Being better has served me well. Shortly after S. was diagnosed, I learned I was pregnant with identical twins, and that my pregnancy was high risk and would require close observation. While in my second trimester, my father-in-law collapsed. Scans showed a brain bleed, and despite “successful” surgery, he did not wake up. After two weeks, my husband’s family had to remove him from life support. Loved ones sat with him for two weeks as his body slowly passed away. Three months later, 30 weeks pregnant, I underwent an emergency C-section to deliver my babies. They spent just shy of seven weeks in the NICU. Eventually, I was able to drive them the three hours to meet my mother. Her health had been declining, and the weekend she met her seventh and eighth grandchildren, she couldn’t walk. ER doctors discovered a host of conditions, including advanced cancer of the kidney. She died nine weeks later. It had been one year, three months, 27 days since the geneticist’s call.

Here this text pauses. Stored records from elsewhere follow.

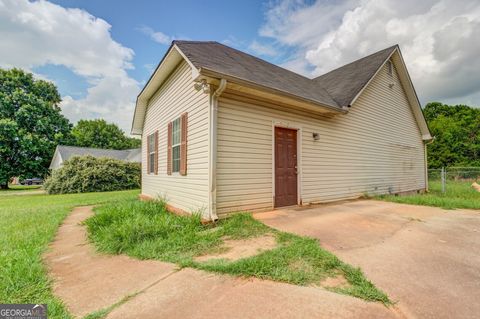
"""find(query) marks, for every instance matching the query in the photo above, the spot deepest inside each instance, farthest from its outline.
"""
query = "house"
(63, 153)
(224, 131)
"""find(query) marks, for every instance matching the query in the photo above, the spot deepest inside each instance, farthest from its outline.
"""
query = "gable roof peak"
(344, 83)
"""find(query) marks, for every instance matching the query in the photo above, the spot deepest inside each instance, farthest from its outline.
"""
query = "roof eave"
(168, 63)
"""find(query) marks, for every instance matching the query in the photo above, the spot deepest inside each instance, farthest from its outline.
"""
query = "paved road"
(426, 258)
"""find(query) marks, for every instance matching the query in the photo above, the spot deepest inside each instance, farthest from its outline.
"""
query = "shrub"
(82, 174)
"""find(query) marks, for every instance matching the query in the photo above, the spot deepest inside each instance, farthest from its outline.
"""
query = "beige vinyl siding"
(174, 97)
(375, 148)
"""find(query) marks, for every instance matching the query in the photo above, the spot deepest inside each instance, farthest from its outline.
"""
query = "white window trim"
(152, 151)
(179, 144)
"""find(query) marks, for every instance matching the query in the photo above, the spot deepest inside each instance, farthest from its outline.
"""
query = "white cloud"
(156, 36)
(39, 33)
(439, 39)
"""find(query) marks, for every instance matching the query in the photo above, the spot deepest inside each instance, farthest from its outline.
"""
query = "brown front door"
(285, 167)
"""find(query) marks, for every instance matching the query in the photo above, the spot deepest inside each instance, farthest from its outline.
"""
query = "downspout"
(426, 161)
(213, 148)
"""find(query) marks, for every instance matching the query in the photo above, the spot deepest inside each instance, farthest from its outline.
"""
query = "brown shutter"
(169, 149)
(183, 145)
(148, 154)
(156, 153)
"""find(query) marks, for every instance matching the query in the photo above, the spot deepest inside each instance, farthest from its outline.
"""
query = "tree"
(31, 125)
(100, 134)
(456, 129)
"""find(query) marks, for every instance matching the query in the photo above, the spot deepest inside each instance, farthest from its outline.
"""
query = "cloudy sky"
(100, 53)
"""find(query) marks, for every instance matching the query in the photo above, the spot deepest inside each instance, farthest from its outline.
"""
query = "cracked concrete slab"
(195, 294)
(87, 281)
(426, 258)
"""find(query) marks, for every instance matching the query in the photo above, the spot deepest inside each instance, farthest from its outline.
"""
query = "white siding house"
(256, 136)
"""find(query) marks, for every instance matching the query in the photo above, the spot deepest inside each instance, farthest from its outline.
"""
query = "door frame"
(292, 126)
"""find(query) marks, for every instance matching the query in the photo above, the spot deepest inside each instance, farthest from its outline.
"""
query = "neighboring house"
(224, 131)
(63, 153)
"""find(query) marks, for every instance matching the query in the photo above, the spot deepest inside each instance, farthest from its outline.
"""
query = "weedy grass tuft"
(27, 224)
(458, 195)
(147, 231)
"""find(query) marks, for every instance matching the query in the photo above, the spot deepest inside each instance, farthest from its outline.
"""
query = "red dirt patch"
(242, 248)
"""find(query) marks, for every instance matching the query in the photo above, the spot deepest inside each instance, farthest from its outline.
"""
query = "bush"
(82, 174)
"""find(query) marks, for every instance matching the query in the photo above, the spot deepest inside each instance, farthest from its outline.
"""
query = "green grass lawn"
(21, 188)
(27, 224)
(146, 231)
(457, 195)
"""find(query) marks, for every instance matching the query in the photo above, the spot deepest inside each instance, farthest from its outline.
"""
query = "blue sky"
(100, 53)
(233, 22)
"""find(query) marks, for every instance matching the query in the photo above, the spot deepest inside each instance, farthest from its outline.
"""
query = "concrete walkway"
(87, 282)
(425, 258)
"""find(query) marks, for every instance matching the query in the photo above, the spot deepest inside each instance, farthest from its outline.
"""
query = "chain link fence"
(446, 175)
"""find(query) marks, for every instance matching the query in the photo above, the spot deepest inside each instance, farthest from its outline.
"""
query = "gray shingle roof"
(336, 88)
(131, 155)
(231, 62)
(344, 83)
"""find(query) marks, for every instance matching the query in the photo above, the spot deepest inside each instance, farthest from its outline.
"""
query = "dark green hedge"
(83, 174)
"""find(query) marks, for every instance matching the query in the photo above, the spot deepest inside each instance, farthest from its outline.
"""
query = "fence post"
(443, 179)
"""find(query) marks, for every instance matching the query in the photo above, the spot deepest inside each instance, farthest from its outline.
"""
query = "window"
(389, 67)
(151, 153)
(176, 143)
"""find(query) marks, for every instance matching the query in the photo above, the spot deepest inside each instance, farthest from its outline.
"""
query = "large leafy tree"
(456, 129)
(31, 125)
(100, 134)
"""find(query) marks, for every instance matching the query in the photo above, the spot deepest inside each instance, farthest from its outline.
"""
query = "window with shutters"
(176, 143)
(151, 153)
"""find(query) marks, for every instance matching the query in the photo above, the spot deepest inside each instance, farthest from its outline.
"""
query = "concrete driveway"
(427, 259)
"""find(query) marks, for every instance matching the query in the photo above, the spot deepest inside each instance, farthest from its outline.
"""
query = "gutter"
(213, 149)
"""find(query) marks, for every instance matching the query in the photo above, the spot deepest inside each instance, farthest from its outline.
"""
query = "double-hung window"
(151, 153)
(176, 143)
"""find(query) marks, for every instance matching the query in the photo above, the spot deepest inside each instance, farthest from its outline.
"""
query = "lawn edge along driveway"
(186, 293)
(146, 230)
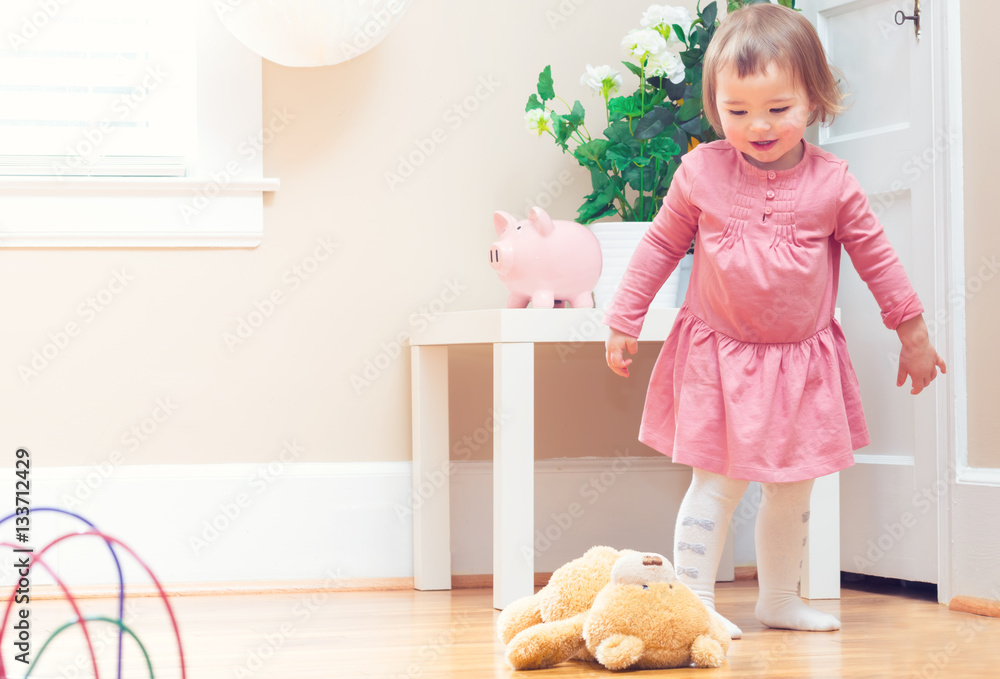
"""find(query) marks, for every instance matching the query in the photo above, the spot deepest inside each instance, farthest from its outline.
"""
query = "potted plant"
(646, 133)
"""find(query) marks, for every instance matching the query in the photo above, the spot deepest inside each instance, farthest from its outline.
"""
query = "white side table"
(513, 334)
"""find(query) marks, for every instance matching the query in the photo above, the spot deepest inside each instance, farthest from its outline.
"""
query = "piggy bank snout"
(501, 256)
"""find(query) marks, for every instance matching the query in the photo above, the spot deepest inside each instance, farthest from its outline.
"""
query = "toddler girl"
(754, 382)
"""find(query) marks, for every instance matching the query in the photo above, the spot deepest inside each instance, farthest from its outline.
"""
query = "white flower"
(666, 64)
(643, 42)
(602, 79)
(663, 17)
(539, 119)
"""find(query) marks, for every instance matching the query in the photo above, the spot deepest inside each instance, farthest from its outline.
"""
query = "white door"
(889, 499)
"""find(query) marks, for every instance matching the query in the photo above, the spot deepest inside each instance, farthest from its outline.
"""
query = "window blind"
(97, 87)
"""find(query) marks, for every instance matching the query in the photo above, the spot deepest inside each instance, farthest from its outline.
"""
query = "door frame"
(951, 392)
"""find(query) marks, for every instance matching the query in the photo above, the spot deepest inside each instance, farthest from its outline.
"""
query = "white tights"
(781, 530)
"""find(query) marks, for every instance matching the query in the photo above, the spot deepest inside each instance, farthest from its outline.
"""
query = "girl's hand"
(615, 347)
(918, 359)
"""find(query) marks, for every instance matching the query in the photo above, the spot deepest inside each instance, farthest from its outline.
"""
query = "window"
(121, 124)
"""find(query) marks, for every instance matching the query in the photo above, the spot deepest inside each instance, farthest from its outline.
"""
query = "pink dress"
(754, 381)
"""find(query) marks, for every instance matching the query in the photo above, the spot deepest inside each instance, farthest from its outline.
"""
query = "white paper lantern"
(310, 32)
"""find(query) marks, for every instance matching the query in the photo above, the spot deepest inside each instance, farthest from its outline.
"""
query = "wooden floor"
(451, 634)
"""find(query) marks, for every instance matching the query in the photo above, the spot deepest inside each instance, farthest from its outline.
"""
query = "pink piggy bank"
(543, 261)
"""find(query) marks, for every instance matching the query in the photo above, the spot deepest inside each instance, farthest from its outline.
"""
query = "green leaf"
(680, 33)
(692, 127)
(637, 177)
(690, 109)
(668, 175)
(710, 13)
(607, 211)
(545, 89)
(673, 91)
(624, 107)
(691, 58)
(598, 178)
(654, 122)
(596, 204)
(619, 133)
(632, 67)
(663, 148)
(681, 139)
(620, 156)
(593, 150)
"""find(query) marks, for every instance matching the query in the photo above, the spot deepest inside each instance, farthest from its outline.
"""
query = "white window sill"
(113, 212)
(204, 185)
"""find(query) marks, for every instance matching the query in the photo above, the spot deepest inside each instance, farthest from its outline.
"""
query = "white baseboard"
(305, 521)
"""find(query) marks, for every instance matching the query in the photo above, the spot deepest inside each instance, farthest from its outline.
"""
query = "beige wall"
(980, 101)
(162, 338)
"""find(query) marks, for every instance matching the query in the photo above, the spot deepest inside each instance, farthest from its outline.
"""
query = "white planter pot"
(618, 242)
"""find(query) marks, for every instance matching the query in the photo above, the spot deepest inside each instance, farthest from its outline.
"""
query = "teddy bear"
(623, 609)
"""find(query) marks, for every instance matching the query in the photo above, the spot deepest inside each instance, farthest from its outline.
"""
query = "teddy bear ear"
(642, 568)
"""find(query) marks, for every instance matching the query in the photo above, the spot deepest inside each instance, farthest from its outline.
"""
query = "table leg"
(821, 563)
(513, 472)
(431, 491)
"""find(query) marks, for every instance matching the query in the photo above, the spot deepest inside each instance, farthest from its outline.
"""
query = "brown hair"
(752, 38)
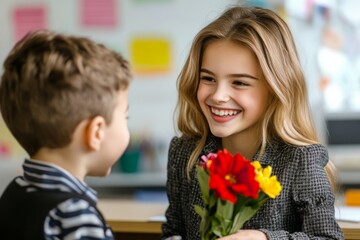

One afternoon in the NICU, a fellow mother watched me pull one of my babies from his isolette so I could rest him against my chest. “You do that by yourself?” she asked. “Of course!” I said, without thinking how it might offend her. But yes, of course. Sure, he was stuck with multiple IVs and sensors, and a feeding tube disappeared into his nose along with a cannula, so his tiny three-pound body was wired every which way. But I didn’t flinch. The mother told me that she hated the NICU. She hated its beeping machines and blue ultraviolent lights. She said the whole experience was foreign and terrifying, and she suspected it was damaging to her and her daughter. I didn’t admit it to her, but I was fascinated by the NICU. My babies were born ten weeks early, and I marveled that modern neonatal intensive care medicine saved their lives. I learned everything I could about their tiny bodies and the risks preemies face that older children and adults don’t. I learned what each machine did, and I learned to correct problems, like untangling the heart monitor wire so the sensor wouldn’t peel off a chest and trigger the alarm. I learned that newborns in the NICU, just like newborns at home, like to sleep in a certain position. I put photos in their isolettes. I researched. I normalized my twin sons’ needs. I felt capable. And with that capability, I felt like I could be a parent to my little ones, despite the circumstances. I was their mother and I felt like an expert and I was powerful.
S. has taught me about the human body. About its complexity. About how one tiny bit that’s changed or duplicated or missing altogether can make the whole thing falter. About how helping all the other parts do their jobs can compensate, sometimes 100%. And about how love is the most special need, and the need shared by every child, everywhere.
This morning, I sent a photo of my son to my sisters. He’s standing in our bathroom wearing his beloved construction-truck pajamas, with an overturned purple felt toy bin on his head. He was saying to me at the time, “I can’t see!” My quote to my sisters: “He is SO three years old.” One wrote back right away: “Every three-year-old looks exactly like that!” I’ve carried that statement with me all day. S. looks, acts, is, exactly like every three-year-old. Is he really like every three-year-old? No. Of course not. But is he? Yes. Of course he is. How wonderful is my son. How very, very special.